Zu "Montreux-Riviera" gehört das 830 Hektar große Weinbaugebiet Lavaux. Seit 2007 trägt es das Prädikat "Unesco-Weltkulturerbe". Sein Beiname "Region der 3 Sonnen" verweist auf die hier waltende Trias von Himmelssonne, Seesonne (Spiegelwirkung) und Mauersonne (Wärmespeicher). Die unterschiedliche Bodenbeschaffenheit spiegelt sich in acht "AOC"-Weinen (kontrollierte Herkunftsbezeichnung) wider: Lutry, Villette, Epesses, Saint-Saphorin, Dézaley und Calamin (jeweils Grand Cru), Chardonne und Vevey. Sie alle firmieren seit 2009 unter "AOC Lavaux".

"Sieht man Frankreich gut, wird es bald regnen; sieht man Frankreich nicht, regnet es", kommentiert Winzer Bovy die Wetterlage. Von der Gültigkeit der meteorologischen Weisheit können wir uns gleich überzeugen: Wir sind mit dem Weinland-Zug von Vevey nach Chexbres gereist. Als wir im Dörfchen eintreffen, scheinen die Berge des gegenüberliegenden französischen Uferstücks immer näher zu rücken. Der Himmel zieht allmählich zu, doch der Weinberg speichert die sommerliche Hitze. Und so folgen wir dem kauzig-sympathischen Winzer gern in den kühlen Keller. Gemeinsam mit seinem Bruder führt er den alteingesessenen Familienbetrieb, verbindet "integrierten" (ökologischen) Weinbau mit dynamischem Marketing. Monsieur Bovy spricht seine Weintouristen in vielen Sprachen an, sogar in passablem Winzer-Japanisch!
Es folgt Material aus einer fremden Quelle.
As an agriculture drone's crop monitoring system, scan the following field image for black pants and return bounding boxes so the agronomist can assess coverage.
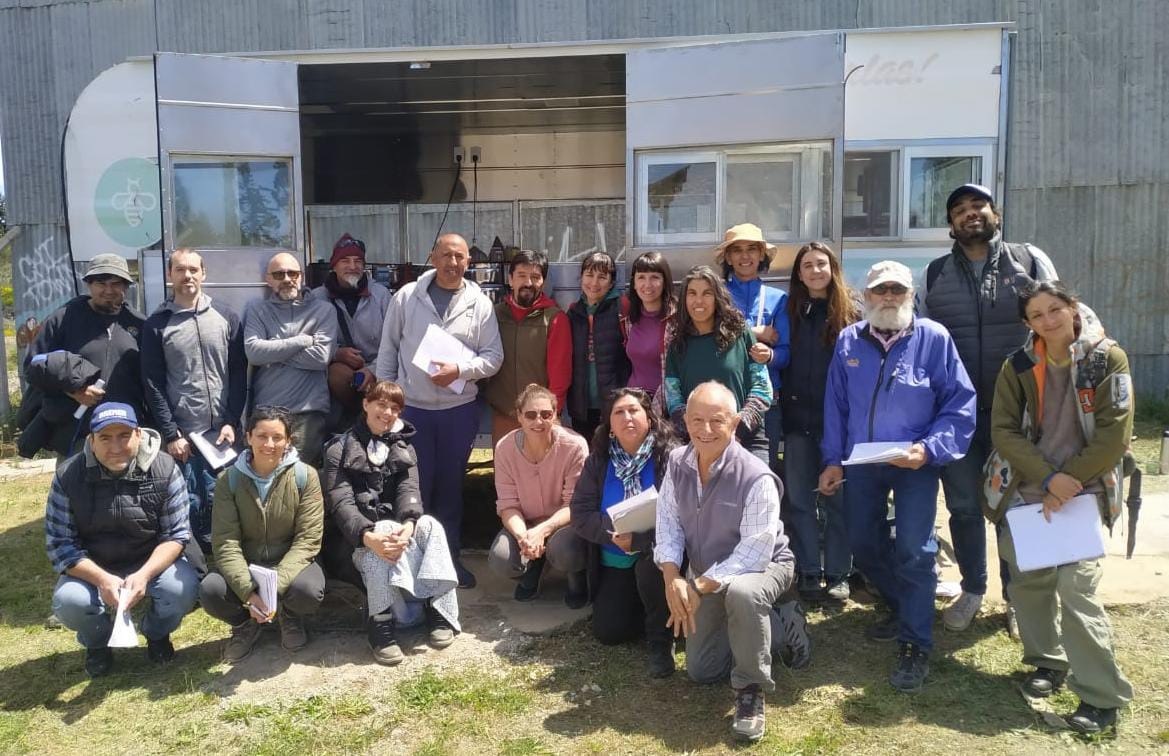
[199,562,325,626]
[593,554,670,644]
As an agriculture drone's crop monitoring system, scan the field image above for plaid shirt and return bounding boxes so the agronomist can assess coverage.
[44,443,191,575]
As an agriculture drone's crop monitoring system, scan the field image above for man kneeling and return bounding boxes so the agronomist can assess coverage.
[653,381,807,740]
[44,402,199,678]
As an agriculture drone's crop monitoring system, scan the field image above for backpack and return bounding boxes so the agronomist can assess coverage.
[227,459,309,495]
[926,242,1038,292]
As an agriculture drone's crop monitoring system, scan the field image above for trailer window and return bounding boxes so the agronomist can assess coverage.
[172,159,293,249]
[843,151,898,237]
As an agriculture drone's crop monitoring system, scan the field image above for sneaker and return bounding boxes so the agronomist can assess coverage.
[223,617,263,664]
[865,613,901,643]
[276,608,309,651]
[1007,604,1022,640]
[455,559,478,588]
[366,615,406,667]
[516,557,544,601]
[888,643,929,693]
[773,601,811,670]
[731,685,767,741]
[85,646,113,678]
[1067,701,1116,735]
[565,570,588,609]
[1023,667,1067,699]
[645,640,675,680]
[146,636,174,664]
[426,601,455,649]
[824,577,851,604]
[942,591,982,632]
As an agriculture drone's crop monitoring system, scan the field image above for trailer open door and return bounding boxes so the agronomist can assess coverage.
[625,33,845,275]
[143,53,305,314]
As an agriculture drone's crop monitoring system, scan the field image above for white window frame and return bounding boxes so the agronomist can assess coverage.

Die Domaine Bovy misst 11 Hektar und produziert hauptsächlich Weißweine. Neben Chasselas, der Königsrebe vom Genfersee, sind Grauburgunder oder Viognier im Sortiment. Die Rotweinproduktion umfasst Pinot Noir, Gamay und Kreuzungen wie den Diolinoir (Pinot noir und Robin rouge, eine alte Walliser Rebsorte). Wir verkosten noch einen elegant-mineralischen Chasselas (Vieilles Vignes, 2010), ehe wir Chexbres verlassen und durch die Weinberge seewärts wandern. Am Ufer, im malerischen Saint-Saphorin, markiert ein hübsches Zunftzeichen die Auberge de lOnde. Dort erwartet den Gast Haute Cuisine mit regionalem Akzent - und mit einem Michelin-Stern. Unser zarter Genfersee-Zander "vermählt" sich bestens mit den Weinen des Lavaux. Nach dem lukullischen Abstecher steuern wir die Bahnstation am Seeufer an und stellen fest: Frankreich ist nicht zu sehen. Mit anderen Worten: Es regnet.